The centrepiece is the nodosaur, a 110-million-year- old fossil unearthed from a Suncor mine in the oil sands. Donald Henderson, the museum's curator of dinosaurs, calls it the 'best-preserved armoured dinosaur in the world.'

When did you first know something special had been unearthed?

We knew at about the middle of April, 2011. Suncor's geology people had sent us some photos and everybody here looked at them and we thought, yeah, it is probably a plesiosaur or ichthyosaur, because we'd had them from the Syncrude mine occasionally over the previous 20 years.

So Suncor flew myself and technician Darren Tanke up about two days later. And once we were on site, we looked at the pieces and they certainly weren't working as a plesiosaur. And Tanke said, "What if it is a dinosaur?" And then it all made sense. It was such a surprise.

Why?

Where do you start? First off, it is three-dimensional. Most dinosaur fossils of any size are two-dimensional. But here we had an animal that was only very lightly squished. It is basically 3-D. We're famous for our dinosaurs in the southern half of the province but they are all from about 75 to 66 million [years ago]. This thing is 110, 112 million [years old]. So it is much older. It is probably the best-preserved armoured dinosaur in the world.

How did it stay so well preserved?

It is a land animal that was found buried at sea. So it went to the seabed on its back and that tells us that the carcass must have been really bloated – classic belly up. We describe it as bloat-and-float. So there's a shallow seaway through the interior of western North America.
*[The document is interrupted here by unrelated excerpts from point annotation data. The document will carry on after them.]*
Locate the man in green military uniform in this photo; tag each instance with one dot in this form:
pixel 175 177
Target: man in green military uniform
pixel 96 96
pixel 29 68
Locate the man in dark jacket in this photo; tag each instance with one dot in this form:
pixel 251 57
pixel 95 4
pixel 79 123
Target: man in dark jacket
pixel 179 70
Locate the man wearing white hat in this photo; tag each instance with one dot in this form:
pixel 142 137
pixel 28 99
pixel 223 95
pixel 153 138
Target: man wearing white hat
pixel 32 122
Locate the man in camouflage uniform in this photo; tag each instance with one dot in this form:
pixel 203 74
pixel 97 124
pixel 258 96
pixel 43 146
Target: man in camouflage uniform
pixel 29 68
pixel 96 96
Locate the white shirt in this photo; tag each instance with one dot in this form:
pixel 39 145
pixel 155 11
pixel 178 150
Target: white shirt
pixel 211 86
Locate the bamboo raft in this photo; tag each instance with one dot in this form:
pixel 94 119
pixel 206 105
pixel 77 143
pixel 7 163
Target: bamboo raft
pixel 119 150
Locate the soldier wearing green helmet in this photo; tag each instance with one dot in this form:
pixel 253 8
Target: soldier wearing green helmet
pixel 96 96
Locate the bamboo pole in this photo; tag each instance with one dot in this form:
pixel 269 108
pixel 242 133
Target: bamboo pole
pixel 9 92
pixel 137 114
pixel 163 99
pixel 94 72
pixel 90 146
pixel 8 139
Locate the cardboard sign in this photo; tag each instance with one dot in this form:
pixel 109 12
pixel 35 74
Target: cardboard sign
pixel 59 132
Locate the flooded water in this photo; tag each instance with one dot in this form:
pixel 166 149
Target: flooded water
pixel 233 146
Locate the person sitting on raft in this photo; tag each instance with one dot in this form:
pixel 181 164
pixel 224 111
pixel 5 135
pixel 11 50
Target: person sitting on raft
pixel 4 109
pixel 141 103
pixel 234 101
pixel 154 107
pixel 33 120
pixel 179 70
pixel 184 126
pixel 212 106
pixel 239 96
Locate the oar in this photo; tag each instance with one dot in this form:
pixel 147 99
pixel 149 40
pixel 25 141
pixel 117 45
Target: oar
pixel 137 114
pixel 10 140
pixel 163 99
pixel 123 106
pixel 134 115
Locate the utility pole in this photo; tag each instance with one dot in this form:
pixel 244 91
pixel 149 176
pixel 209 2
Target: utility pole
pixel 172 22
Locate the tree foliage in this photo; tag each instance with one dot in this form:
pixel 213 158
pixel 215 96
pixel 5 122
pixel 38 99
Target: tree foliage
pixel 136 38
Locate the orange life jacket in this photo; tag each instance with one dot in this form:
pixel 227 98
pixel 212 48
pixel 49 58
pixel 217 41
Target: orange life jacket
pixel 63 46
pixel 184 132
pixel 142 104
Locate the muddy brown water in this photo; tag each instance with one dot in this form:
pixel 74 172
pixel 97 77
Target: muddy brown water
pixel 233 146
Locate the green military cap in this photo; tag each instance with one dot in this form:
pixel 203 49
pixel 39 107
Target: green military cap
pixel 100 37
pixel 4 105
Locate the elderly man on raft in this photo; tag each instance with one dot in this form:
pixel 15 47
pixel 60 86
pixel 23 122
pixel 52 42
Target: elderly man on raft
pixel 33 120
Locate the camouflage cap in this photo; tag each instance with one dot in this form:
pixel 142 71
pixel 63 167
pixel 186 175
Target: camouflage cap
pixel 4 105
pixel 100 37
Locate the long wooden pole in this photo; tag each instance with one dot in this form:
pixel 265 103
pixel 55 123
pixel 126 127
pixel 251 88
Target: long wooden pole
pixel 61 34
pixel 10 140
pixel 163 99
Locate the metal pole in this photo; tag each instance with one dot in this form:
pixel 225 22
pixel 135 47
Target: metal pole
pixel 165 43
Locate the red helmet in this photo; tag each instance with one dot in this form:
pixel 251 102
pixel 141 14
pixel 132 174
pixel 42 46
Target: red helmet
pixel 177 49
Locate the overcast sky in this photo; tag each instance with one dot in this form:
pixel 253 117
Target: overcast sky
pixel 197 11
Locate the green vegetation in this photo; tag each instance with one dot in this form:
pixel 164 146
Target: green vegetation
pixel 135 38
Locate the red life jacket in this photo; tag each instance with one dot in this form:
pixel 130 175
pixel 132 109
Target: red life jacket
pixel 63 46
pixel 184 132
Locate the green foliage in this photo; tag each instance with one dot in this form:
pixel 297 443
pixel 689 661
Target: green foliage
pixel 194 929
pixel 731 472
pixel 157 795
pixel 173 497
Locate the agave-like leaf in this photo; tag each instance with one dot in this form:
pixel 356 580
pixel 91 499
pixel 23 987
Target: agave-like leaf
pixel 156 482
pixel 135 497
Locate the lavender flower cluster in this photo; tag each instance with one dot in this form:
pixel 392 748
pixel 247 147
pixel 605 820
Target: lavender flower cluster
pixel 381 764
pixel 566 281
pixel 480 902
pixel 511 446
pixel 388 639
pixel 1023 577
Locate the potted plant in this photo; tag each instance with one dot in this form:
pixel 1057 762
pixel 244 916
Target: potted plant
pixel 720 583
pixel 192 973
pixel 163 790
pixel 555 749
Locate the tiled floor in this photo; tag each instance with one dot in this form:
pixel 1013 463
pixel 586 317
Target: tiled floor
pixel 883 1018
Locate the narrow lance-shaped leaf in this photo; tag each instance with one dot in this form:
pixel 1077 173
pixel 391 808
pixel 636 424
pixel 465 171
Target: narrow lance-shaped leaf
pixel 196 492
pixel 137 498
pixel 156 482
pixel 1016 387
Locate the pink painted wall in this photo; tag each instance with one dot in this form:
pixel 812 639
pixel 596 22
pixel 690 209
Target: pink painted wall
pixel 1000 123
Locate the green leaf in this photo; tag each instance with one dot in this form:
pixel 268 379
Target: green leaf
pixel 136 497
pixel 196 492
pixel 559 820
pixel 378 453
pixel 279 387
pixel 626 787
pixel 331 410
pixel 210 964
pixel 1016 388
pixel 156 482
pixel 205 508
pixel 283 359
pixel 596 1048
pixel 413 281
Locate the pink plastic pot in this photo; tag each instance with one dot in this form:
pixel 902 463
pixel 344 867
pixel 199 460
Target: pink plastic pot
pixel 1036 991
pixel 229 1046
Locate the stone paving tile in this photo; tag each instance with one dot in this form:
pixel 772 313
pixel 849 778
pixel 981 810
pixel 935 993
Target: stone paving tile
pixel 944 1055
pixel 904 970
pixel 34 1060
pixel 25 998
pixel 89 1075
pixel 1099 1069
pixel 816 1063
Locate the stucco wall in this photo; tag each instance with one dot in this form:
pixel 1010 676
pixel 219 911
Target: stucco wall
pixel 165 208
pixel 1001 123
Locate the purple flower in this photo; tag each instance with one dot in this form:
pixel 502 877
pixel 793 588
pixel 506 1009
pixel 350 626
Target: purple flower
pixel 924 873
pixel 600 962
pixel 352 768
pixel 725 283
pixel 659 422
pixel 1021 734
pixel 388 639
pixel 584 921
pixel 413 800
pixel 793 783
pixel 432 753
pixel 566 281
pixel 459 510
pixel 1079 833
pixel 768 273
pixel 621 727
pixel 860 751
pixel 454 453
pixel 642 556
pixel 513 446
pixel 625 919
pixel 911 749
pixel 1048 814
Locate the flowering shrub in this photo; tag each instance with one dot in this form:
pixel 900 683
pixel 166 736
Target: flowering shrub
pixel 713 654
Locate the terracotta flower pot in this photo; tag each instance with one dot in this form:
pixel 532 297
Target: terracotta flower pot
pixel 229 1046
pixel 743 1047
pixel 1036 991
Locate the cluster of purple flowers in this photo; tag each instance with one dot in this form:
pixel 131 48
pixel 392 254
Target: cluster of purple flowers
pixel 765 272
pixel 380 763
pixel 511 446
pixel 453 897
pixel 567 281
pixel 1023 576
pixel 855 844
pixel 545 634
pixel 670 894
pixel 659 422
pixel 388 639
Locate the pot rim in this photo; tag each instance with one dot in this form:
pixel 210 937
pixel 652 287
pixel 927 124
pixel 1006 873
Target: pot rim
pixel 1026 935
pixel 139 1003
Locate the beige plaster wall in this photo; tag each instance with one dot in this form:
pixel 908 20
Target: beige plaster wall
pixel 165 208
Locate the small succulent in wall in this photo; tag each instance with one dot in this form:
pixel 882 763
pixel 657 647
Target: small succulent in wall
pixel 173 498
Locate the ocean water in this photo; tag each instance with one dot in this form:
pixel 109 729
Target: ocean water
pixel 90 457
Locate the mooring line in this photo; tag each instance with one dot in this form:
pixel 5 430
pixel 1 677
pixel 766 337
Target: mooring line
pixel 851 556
And just like today, there were major rivers coming out of the rising mountains to the west and we think our animal got swept out to sea.

So it was good it got swept out to sea, because then it wouldn't be scavenged by any terrestrial predators. It went far out to sea before it eventually went pop and sank. And it went to the seabed really quickly and was entombed in fine mud.

And also I think because the hide was so heavily armoured, that protected it from any marine scavengers. We know that there would have been big fish and big marine reptiles. And also I think the hide was so strong it kept the body together long enough to get it way offshore and out into deeper water.

How did the nodosaur spend its days?

It was a pretty big animal – about 5.5 metres long and 1.3 metric tonnes. It was really well armoured. It didn't have to worry about being eaten. And these things have really tiny brains. It was dumb. I think its day [involved] just calmly eating and digesting large quantities of vegetation. And the sense we get from finds elsewhere in the world – these were solitary animals. A lot of people have likened them to the rhino today, the white rhino in Africa – because they are pretty aggressive solitary animals most of the time. They are actually very rare.

The specimen has remarkable detail. What can you glean from it?

The armour is all in place. And most armoured dinosaurs, when they finally got buried, they were quite decayed. The skin had started to break down and all the connective tissue is gone and the armour slides away or gets sheared off by flowing water or scavengers pulling on it. But here everything was in place. We can see the direct correspondence between the ribs and the spine and the vertebrae and where the armour was. So developmentally you can see how there's an interaction between different earlier tissues and later tissues such as the armour and the skin.

We now know where a lot of the armour goes in these animals. Previously it was a bit of a guess. We can also see the true patterns and how the armour varies as you go from the middle of the body out to the outside and how it changes from the head-neck area as you go back across the body. And because it is so well preserved, I suspect future people will look at microscopic sections of the armour and see how it grew and developed, and when you do that same analysis over a range of these armoured dinosaurs, you can get a sense of how their development evolved.

This interview has been edited and condensed.